The typical approach is that section 10(a) is to be used if its requirements are present, i.e., the worker worked regularly and substantially for the whole of the year preceding the injury (over 75%) in the same or a comparable job in which he was injured, and he was a five or six day worker.  Sections 10(a) and 10(d) contain the formula for deriving the AWW in this case.

If section 10(a) does not apply because of the work record of the injured worker, but there is adequate evidence of the earnings of workers in similar jobs, you can use section 10(b).

Section 10(c) is most commonly used in contested cases.  This is problematic for employers, as it gives the ALJ very wide discretion in arriving at the worker’s wage earning “capacity” as of the date of the injury.  The ALJ can use the earnings over a few week period, or fish around back over many years, looking for an “earning capacity” for even workers with the most spotty or intermittent work record.  It’s pretty much wide open.  The interpretation of “annual earning capacity” under section 10(c) frequently simply does not reflect the real world work history of the injured worker. 

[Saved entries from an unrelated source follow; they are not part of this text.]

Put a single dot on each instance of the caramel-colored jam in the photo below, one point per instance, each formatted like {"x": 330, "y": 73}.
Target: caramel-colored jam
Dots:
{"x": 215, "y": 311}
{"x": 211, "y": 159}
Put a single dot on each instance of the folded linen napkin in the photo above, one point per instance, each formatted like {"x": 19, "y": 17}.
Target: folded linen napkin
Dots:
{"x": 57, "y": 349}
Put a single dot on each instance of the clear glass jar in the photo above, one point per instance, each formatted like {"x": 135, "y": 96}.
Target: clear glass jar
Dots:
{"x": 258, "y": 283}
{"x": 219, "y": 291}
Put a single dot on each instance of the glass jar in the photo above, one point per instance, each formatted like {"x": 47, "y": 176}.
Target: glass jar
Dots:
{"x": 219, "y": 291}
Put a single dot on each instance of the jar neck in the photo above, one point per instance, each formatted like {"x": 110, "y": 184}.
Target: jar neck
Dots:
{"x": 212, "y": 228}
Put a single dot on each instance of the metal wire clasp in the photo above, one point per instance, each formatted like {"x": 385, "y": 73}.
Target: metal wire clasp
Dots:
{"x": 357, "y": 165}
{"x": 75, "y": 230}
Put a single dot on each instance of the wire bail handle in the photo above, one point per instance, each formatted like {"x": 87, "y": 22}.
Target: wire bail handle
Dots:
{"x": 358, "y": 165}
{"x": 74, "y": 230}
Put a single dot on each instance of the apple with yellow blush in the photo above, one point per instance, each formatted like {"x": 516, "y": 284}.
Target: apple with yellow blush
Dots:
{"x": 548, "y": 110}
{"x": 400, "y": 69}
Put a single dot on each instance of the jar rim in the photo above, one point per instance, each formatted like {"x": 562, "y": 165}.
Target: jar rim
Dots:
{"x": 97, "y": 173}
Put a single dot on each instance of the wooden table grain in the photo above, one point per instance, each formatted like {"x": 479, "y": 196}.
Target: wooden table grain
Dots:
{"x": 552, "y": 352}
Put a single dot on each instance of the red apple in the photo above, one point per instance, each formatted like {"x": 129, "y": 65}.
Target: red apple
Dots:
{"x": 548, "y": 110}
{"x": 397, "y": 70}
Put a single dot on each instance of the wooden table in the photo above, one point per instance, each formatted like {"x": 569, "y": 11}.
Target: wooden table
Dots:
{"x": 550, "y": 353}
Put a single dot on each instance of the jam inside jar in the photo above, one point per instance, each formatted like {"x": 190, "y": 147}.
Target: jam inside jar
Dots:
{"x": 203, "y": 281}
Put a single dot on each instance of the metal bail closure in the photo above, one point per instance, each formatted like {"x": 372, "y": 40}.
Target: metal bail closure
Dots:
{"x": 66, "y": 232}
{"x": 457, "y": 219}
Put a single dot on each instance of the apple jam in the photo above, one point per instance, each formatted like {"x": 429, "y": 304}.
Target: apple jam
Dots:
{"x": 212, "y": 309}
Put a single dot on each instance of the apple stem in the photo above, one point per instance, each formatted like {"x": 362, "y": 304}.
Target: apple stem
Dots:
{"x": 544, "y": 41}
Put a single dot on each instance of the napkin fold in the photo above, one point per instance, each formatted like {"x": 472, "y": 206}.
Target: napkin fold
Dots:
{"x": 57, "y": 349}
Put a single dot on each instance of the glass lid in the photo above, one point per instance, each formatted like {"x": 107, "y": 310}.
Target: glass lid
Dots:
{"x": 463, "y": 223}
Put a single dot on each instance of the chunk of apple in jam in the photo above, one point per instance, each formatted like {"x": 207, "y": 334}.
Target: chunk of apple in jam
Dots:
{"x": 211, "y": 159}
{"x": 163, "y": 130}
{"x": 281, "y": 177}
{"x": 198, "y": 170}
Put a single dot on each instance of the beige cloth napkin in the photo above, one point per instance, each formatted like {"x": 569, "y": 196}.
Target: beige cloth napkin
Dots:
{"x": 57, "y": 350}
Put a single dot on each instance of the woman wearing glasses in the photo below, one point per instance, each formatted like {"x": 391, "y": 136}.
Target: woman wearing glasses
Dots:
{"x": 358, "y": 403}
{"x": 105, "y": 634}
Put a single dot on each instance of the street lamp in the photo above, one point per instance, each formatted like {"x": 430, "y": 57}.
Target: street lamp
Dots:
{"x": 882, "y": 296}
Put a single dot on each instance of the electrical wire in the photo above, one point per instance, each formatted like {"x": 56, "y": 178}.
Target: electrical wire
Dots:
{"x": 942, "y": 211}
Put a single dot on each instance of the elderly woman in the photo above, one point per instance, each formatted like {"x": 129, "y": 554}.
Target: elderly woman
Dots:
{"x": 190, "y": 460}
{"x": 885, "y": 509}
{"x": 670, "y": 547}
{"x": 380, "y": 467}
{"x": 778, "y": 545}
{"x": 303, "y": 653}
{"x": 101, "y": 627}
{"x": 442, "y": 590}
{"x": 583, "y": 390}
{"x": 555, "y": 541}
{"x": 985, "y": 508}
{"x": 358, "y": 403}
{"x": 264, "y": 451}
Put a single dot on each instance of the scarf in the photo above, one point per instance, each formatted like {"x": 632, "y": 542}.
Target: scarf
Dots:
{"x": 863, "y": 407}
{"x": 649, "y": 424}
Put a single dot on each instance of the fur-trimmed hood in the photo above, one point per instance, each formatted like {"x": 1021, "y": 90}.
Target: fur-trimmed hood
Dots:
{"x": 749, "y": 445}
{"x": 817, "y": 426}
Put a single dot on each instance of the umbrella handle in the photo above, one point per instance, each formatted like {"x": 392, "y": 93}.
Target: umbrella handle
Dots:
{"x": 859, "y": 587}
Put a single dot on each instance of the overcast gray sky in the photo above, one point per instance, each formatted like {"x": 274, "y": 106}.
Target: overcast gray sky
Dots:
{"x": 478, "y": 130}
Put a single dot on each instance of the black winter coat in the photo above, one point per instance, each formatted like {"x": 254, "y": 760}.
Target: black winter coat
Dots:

You can see the effects of this approach in Defense Base Act cases, where workers leave their customary careers and jobs in the U.S. for what are in effect work on temporary government contracts overseas in places like Iraq where they are paid three or four times what they were earning in their U.S. jobs.  When the workers are injured within days or weeks of arriving overseas, they are paid DBA benefits based on the temporary and hugely inflated AWW of their work on their overseas contracts.  The overseas work in combat areas is not comparable to work in the U.S., so you are calculating AWW under section 10(c) in these cases.

Some other issues:

-          Is the worker a five day or six day worker?  There is no established test for this.  It is up to the Administrative Law Judge (ALJ) to determine based on the injured worker’s work record in the year preceding the date of injury or onset of disability.

-          What if the injured worker had been scheduled to receive a bonus or a pay raise or a promotion but the injury intervened?  Generally, speculative events or events scheduled or occurring after the date of injury do not figure into the AWW.  But remember, under section 10(c), there are exceptions to every general principle.    

-          How do you count the “days when so employed” as the phrase is used in sections 10(a) and 10(b)? It is important because in the formula the average daily wage is calculated by dividing the “days so employed” into the total earnings and then multiplying the result by either 260 or 300 for five or six day workers respectively.  The result is divided by 52 under section 10(d) and you have your AWW.   So the fewer “days so employed”, the higher the ultimate AWW will be.

Essentially, “days so employed” means the days actually worked, plus holiday and vacation days that the worker was paid for but did not work.  So only actual days worked or paid in lieu of work are counted as “days so employed”.

-          What exactly does “earning capacity” mean as it is used in section 10(c)?  This is hard to pin down given the wide discretion exercised by the ALJs.  For example, “The goal of Section 10(c), that of arriving at a reasonable ‘annual earning capacity’, is intended to reflect the potential of claimant’s ability to earn.”  Or, “the amount of earnings the claimant would have the potential and opportunity to earn absent injury.”  This kind of vague language gives you an idea of how much discretion is exercised under section 10(c). As I noted, it’s wide open.

This has gotten too long, but at least we’ve scratched the surface.  The point is that AWW can become a very complicated issue.